Machine learning in trading: theory, models, practice and algo-trading - page 3307

 
Yes, what an era gone) What kind of people they were - Shurik, Koldun, ...)
 
Aleksey Nikolayev #:
Yes, what an era gone) What kind of people they were - Shurik, Koldun, ...)

Alexey Burnakov, Dr Trader...


one is worth hundreds...

 
mytarmailS matched the parameters to it in 10 iterations instead of 10000, can it be considered an untrained model?

After all, the very phrase"we came up with" also implies some kind of thought process (iterations).

How does the final model know whether it was brain or computer iterations and whether there is a difference between the two?

The question arose after reading Prado's article

the point is that the optimum can be found in 1000 iterations or 100, if we are talking about optimising some parameters of the model. as the number of iterations increases, the probability of finding it simply increases.

I said earlier that it is very important to use an estimate that gives the maximum value of what you want to find. using an incorrect estimate leads to guessing at coffee grounds.

 

Alexey stumbled into DQN and went no further, preferring to write stories about Valera. The DR trader got in touch with Alexander, and the latter ruined him, as the former had no opinion.

The only character was Wizard, who clearly understood something a bit, but was too nervous, and when he realised he was about to be caught up - ran away.

Tellingly, everyone wrote in R, so it achieved nothing, for R destroys the mind
 
Aleksey Vyazmikin #:

Overlearning arises from the memorisation of rare phenomena.
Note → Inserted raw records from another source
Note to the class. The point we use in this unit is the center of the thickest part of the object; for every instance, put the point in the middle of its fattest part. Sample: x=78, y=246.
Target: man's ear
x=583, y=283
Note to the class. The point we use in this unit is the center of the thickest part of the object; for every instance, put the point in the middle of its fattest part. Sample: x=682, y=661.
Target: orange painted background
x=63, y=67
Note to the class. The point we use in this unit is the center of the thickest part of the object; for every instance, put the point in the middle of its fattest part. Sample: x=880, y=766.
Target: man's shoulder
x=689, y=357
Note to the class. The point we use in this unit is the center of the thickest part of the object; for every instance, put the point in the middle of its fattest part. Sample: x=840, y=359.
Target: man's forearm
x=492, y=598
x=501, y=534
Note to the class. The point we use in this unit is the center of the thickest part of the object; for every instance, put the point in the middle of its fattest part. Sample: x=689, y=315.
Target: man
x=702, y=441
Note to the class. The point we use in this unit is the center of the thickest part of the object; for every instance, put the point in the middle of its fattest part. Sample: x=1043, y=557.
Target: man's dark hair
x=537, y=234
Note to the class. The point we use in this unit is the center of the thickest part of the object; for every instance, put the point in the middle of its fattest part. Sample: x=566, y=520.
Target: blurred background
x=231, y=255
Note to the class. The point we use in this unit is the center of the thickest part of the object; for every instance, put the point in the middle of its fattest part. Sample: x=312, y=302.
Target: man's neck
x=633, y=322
These phenomena are isolated purely statistically, as there is no model describing cause and effect.

At the same time, a loss does not always mean that the model is overtrained.

Andrey Dik #:

the point is that the optimum can be found for 1000 iterations and for 100, if we are talking about optimisation of some parameters of the model. with increasing number of iterations the probability of finding it simply increases.

I said earlier that it is very important to use such an estimate that gives the maximum value of what you want to find. using an incorrect estimate leads to guessing at coffee grounds.


You don't even understand the essence of my question

 
mytarmailS #:


You didn't even get the gist of my question

I was talking about one thing, Alexei about another.

and I didn't expect my thought to be taken at face value.

Imagine that the set of parameters you need exists in a complete set of all variants. now think about what the estimation should be, so that at any number of iterations it would be possible to find only and exactly this set? if the fit grows with the growth of iterations, it means that it is not the set that is incorrectly located, but the incorrect estimation is used.

 
Andrey Dik #:

I was talking about one thing, Alexei was talking about another.

And both about the wrong thing.


Read the article, then about the problem of multiple testing, then my question again.

 
Andrey Dik #:
so that with any number of iterations you can find just this set.

Song of old!

Nobody needs this set. And optimisation in the tester is looking for just such a unique set and a large number of "optimisers" are satisfied with this single set of parameters without paying attention to the "two-dimensional diagram", by which you can try to find a set of sets, i.e. find a plateau, not a maximum.

And the optimal set, which on the two-dimensional diagram looks like a green island among pale or white squares, indicates overtraining, i.e. some particularity, which is very optimal, but which will never be met again, is taken out, which is called overtraining.

 
mytarmailS #:

And they're both about the wrong thing.

Read the article, then the problem of multiple testing, then my question again.

As you wish, I'm not insisting.

 
СанСаныч Фоменко #:

Song of old!

Nobody needs this set. And optimisation in the tester is looking for just such a unique set and a large number of "optimisers" are satisfied with this single set of parameters without paying attention to the "two-dimensional diagram", by which you can try to find a set of sets, i.e. find a plateau, not a maximum.

And the optimal set, which on the two-dimensional diagram looks like a green island among pale or white squares, indicates overtraining, i.e. some particularity, which is very optimal, but which will never be met again, is taken out, which is called overtraining.

OK, let me ask a simple question: can you unambiguously estimate what you call "plateau"? - if you can, then describe the estimation so that what you have on the plateau has the maximum estimation value!!!! - is it so hard to understand, make the estimation unambiguous so that what you need to find has the maximum possible estimation.

Once again, if the maximum is not what you want when optimising, then you are using the wrong estimate.